Reporting on a performance that took place on September 3, 1893, Prince Adam Wisniewski stated that the second piece played by Shepard that night was a rhapsody for four hands, by Liszt and Thalberg. “Notwithstanding this extra ordinarily complex technique, the harmony was admirable, and such as no one present had ever known paralleled, even by Liszt himself, whom I personally knew, and in whom passion and delicacy were united. In the circle were musicians who, like me, had heard the greatest pianists in Europe, but we can say that we never heard such truly supernatural execution.”
Of Shepard’s voice, Professor M. Bernardin Rahn said that it was very unique. “There is no imitation of it possible,” he added. “The compass of the voice can have nothing likened to it. A bass of profound depth, full expression, is first heard. Thereupon it is answered by a soprano, which attains the utmost heights with clear and thrilling notes. Brilliant shakes follow the most amazing staccato.”
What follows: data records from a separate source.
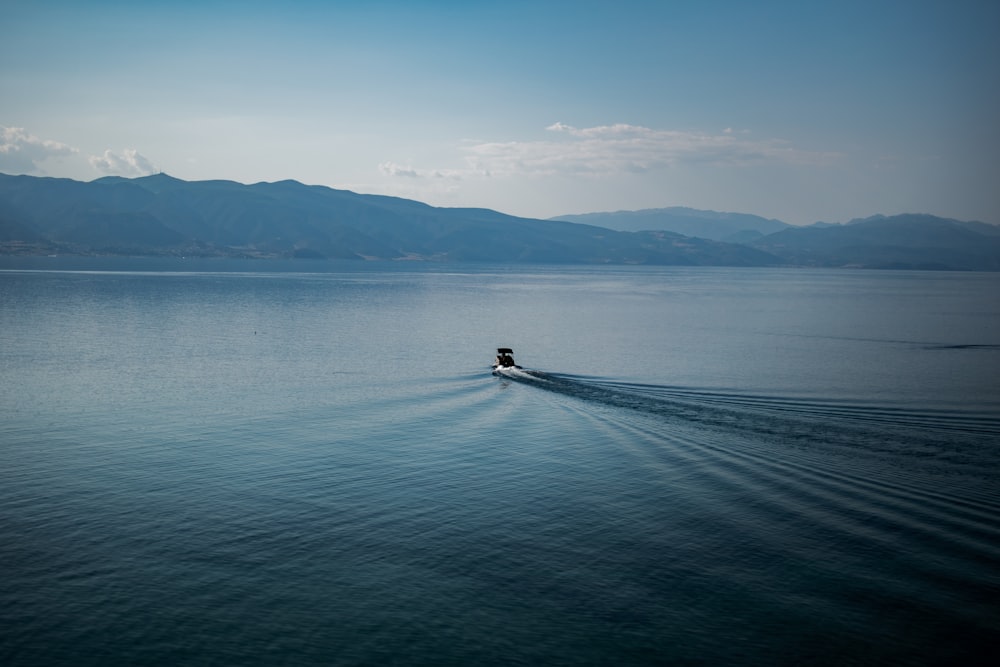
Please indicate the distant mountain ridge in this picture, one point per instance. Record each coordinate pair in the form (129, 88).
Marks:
(729, 227)
(162, 215)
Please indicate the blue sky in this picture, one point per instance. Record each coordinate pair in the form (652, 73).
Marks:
(801, 111)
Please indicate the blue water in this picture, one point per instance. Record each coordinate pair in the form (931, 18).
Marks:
(254, 463)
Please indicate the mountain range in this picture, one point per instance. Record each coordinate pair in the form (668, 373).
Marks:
(162, 215)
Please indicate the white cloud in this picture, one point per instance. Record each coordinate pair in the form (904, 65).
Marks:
(393, 169)
(614, 149)
(21, 153)
(129, 163)
(626, 148)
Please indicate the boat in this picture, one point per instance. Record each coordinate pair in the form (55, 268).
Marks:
(504, 360)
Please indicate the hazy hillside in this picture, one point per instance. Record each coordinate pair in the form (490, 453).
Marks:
(164, 215)
(730, 227)
(909, 241)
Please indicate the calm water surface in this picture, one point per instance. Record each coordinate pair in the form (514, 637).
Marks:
(241, 463)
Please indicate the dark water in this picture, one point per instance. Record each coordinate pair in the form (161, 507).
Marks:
(224, 464)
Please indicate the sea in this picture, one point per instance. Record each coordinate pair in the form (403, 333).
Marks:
(247, 462)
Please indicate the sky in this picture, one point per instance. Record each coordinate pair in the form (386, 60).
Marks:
(802, 111)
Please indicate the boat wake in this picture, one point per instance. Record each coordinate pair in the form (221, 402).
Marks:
(960, 436)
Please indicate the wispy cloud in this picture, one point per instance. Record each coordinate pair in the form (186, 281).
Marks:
(128, 163)
(22, 153)
(393, 169)
(618, 149)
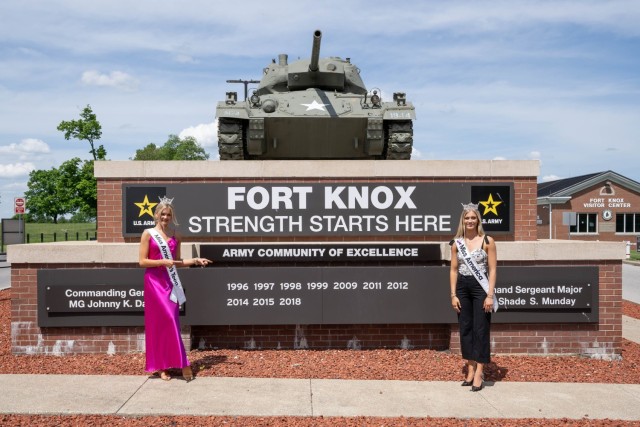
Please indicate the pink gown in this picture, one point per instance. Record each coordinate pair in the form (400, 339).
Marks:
(164, 346)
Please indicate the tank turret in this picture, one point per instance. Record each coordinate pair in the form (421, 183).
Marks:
(316, 108)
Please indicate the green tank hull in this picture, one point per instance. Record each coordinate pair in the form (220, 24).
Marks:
(317, 108)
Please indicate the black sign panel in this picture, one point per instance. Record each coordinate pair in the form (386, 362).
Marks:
(348, 252)
(320, 295)
(91, 297)
(316, 295)
(97, 298)
(556, 291)
(335, 209)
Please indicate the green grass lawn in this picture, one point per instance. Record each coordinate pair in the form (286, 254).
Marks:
(37, 232)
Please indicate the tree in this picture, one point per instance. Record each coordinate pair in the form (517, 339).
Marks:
(77, 175)
(87, 128)
(69, 189)
(174, 149)
(47, 200)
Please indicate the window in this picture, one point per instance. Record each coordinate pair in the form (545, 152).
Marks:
(628, 223)
(585, 223)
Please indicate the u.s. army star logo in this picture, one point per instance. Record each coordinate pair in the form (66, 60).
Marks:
(490, 205)
(145, 207)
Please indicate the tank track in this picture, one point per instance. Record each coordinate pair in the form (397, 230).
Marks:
(231, 137)
(399, 140)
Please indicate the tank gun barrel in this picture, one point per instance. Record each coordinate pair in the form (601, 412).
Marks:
(315, 51)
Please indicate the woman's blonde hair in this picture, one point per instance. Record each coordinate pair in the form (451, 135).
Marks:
(479, 228)
(160, 207)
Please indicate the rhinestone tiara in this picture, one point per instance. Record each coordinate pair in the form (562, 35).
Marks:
(165, 200)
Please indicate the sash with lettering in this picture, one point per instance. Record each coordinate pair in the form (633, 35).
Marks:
(475, 269)
(177, 293)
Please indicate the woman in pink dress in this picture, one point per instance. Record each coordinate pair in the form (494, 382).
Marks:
(164, 346)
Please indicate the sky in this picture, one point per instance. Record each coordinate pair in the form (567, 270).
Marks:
(554, 81)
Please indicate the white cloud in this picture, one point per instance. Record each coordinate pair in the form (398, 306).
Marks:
(28, 145)
(16, 169)
(548, 178)
(115, 79)
(206, 134)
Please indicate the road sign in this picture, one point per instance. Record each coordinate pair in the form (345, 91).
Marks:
(18, 205)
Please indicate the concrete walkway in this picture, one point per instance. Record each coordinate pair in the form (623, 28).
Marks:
(139, 395)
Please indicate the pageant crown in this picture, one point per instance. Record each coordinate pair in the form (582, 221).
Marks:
(165, 200)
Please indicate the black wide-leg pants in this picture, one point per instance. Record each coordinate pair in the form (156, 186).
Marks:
(474, 322)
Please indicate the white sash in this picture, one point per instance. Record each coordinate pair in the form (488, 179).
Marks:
(177, 293)
(475, 269)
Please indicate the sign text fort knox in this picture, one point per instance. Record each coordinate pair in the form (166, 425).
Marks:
(268, 283)
(320, 209)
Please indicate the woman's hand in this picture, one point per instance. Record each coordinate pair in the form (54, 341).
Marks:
(202, 262)
(488, 304)
(455, 303)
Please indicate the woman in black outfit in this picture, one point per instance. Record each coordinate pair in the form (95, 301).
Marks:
(473, 256)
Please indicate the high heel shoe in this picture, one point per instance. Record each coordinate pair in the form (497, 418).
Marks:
(187, 373)
(480, 387)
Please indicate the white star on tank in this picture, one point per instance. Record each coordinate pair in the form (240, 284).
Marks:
(315, 106)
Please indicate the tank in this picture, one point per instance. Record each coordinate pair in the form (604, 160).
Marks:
(316, 108)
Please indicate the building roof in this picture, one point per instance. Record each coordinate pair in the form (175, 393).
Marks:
(569, 186)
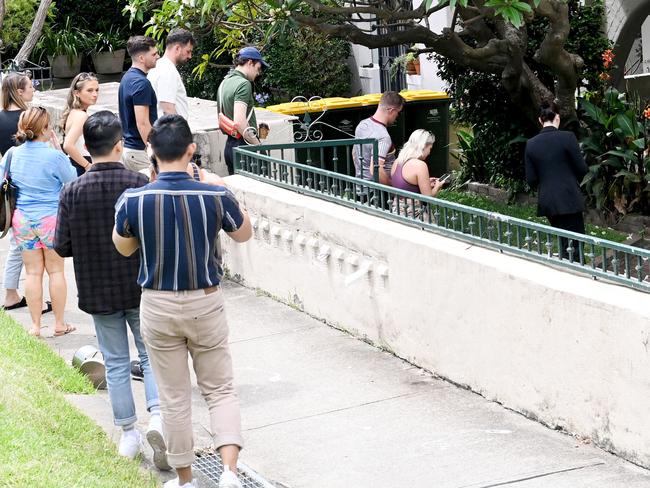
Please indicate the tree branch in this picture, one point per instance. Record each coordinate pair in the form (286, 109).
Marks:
(34, 32)
(379, 12)
(552, 53)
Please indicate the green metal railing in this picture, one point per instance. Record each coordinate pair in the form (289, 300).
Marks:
(599, 258)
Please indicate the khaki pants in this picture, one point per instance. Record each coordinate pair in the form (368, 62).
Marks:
(173, 324)
(135, 159)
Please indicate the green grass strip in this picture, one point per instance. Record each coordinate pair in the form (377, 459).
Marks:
(521, 211)
(45, 442)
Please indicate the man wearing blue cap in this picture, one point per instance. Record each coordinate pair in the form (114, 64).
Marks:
(235, 98)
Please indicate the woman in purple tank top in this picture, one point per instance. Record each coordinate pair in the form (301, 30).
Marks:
(411, 173)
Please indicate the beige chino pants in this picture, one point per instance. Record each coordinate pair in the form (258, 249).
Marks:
(174, 324)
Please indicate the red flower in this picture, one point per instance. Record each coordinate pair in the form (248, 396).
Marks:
(608, 58)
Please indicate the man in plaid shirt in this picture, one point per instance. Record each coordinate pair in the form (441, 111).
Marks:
(107, 281)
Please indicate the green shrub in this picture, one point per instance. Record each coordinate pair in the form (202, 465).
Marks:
(207, 83)
(18, 20)
(306, 63)
(618, 181)
(98, 15)
(499, 127)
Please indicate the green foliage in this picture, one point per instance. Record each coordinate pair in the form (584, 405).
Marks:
(495, 152)
(520, 211)
(204, 72)
(96, 15)
(308, 64)
(107, 41)
(62, 40)
(18, 20)
(500, 127)
(618, 181)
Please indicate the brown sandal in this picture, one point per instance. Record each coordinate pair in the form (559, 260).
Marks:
(68, 328)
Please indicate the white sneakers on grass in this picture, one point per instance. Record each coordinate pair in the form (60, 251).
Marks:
(229, 479)
(157, 443)
(130, 444)
(174, 484)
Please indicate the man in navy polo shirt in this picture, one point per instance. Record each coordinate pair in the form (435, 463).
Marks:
(175, 222)
(138, 102)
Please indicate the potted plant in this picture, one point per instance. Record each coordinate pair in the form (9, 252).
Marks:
(412, 64)
(409, 63)
(63, 45)
(107, 51)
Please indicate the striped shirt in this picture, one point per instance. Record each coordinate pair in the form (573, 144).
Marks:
(177, 221)
(371, 128)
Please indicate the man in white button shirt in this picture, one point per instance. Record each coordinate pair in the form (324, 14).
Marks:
(165, 78)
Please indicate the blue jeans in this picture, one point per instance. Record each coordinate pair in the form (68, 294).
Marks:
(13, 264)
(113, 339)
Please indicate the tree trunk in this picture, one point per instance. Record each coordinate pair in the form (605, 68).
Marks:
(34, 33)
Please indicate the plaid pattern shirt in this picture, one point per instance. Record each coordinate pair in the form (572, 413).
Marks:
(106, 280)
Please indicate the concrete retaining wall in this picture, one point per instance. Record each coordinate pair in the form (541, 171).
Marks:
(562, 349)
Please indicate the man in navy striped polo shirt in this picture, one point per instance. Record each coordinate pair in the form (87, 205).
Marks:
(175, 222)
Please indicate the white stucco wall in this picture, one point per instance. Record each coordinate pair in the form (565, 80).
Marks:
(563, 349)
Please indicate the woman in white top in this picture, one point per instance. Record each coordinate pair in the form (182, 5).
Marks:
(83, 93)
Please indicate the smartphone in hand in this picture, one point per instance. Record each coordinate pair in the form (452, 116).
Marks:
(445, 178)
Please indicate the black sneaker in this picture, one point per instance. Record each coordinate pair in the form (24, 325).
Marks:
(136, 371)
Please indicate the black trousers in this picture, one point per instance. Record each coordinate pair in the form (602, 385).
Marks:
(574, 222)
(231, 143)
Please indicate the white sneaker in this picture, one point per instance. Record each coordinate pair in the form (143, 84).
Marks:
(229, 479)
(157, 443)
(174, 484)
(130, 444)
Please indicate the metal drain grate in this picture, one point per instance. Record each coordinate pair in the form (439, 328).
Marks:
(209, 463)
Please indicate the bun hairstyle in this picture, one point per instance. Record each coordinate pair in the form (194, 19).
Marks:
(10, 86)
(32, 124)
(548, 110)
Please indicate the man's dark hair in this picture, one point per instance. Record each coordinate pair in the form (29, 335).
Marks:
(548, 110)
(169, 137)
(139, 44)
(102, 131)
(391, 99)
(180, 36)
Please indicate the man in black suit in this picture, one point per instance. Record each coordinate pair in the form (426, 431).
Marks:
(555, 164)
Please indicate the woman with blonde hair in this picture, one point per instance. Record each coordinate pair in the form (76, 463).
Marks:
(83, 93)
(411, 173)
(17, 92)
(39, 172)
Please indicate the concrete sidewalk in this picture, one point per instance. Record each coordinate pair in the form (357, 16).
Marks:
(323, 410)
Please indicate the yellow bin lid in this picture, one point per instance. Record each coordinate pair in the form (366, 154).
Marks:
(289, 108)
(365, 100)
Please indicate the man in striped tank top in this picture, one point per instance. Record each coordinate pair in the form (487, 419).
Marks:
(175, 223)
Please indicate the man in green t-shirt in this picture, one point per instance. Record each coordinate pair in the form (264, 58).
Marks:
(235, 98)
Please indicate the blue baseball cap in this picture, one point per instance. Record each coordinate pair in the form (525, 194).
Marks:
(252, 53)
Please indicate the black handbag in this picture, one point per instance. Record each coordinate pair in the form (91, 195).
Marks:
(8, 193)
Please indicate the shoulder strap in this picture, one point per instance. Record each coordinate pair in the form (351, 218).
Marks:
(196, 172)
(8, 162)
(220, 97)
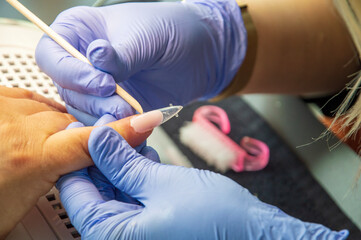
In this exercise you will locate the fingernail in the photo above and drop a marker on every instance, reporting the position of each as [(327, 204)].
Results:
[(147, 121)]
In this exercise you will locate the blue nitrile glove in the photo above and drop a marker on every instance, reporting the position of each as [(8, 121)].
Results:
[(160, 53), (169, 202)]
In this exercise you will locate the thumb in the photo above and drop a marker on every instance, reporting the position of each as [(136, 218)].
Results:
[(68, 149), (126, 169)]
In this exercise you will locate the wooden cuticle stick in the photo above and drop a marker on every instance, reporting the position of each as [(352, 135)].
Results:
[(69, 48)]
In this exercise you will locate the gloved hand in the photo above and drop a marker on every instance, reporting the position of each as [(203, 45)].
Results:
[(160, 53), (168, 202)]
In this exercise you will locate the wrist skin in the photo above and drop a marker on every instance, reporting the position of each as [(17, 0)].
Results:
[(301, 47)]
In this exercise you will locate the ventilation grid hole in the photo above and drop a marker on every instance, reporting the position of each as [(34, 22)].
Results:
[(63, 215), (57, 206), (50, 197), (68, 225), (75, 234)]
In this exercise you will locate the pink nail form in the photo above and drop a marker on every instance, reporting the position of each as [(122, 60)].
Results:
[(251, 154)]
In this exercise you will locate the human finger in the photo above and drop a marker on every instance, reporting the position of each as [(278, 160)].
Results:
[(69, 148)]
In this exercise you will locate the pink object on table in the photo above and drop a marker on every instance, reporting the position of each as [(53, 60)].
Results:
[(250, 155)]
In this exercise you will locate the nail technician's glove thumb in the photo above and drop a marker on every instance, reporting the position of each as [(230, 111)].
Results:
[(160, 53), (172, 202)]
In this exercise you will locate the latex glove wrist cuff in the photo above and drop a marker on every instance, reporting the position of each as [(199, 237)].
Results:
[(245, 71)]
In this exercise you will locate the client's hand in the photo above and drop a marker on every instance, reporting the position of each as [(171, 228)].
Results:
[(137, 198), (36, 149)]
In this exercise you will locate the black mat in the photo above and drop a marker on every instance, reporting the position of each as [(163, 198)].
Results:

According to Professor J. Kiddle of New York, Shepard was not only a gifted trance musician, but also gave trance addresses in English, French, German, Latin, Greek, Chaldean, and Arabic, dealing with scientific, philosophical, and social subjects.
He also wrote two volumes of discourses. Renowned Belgian author Maurice Maeterlinck, the 1911 Nobel Prize winner in literature, said that he knew of nothing in literature more admirable or more profound.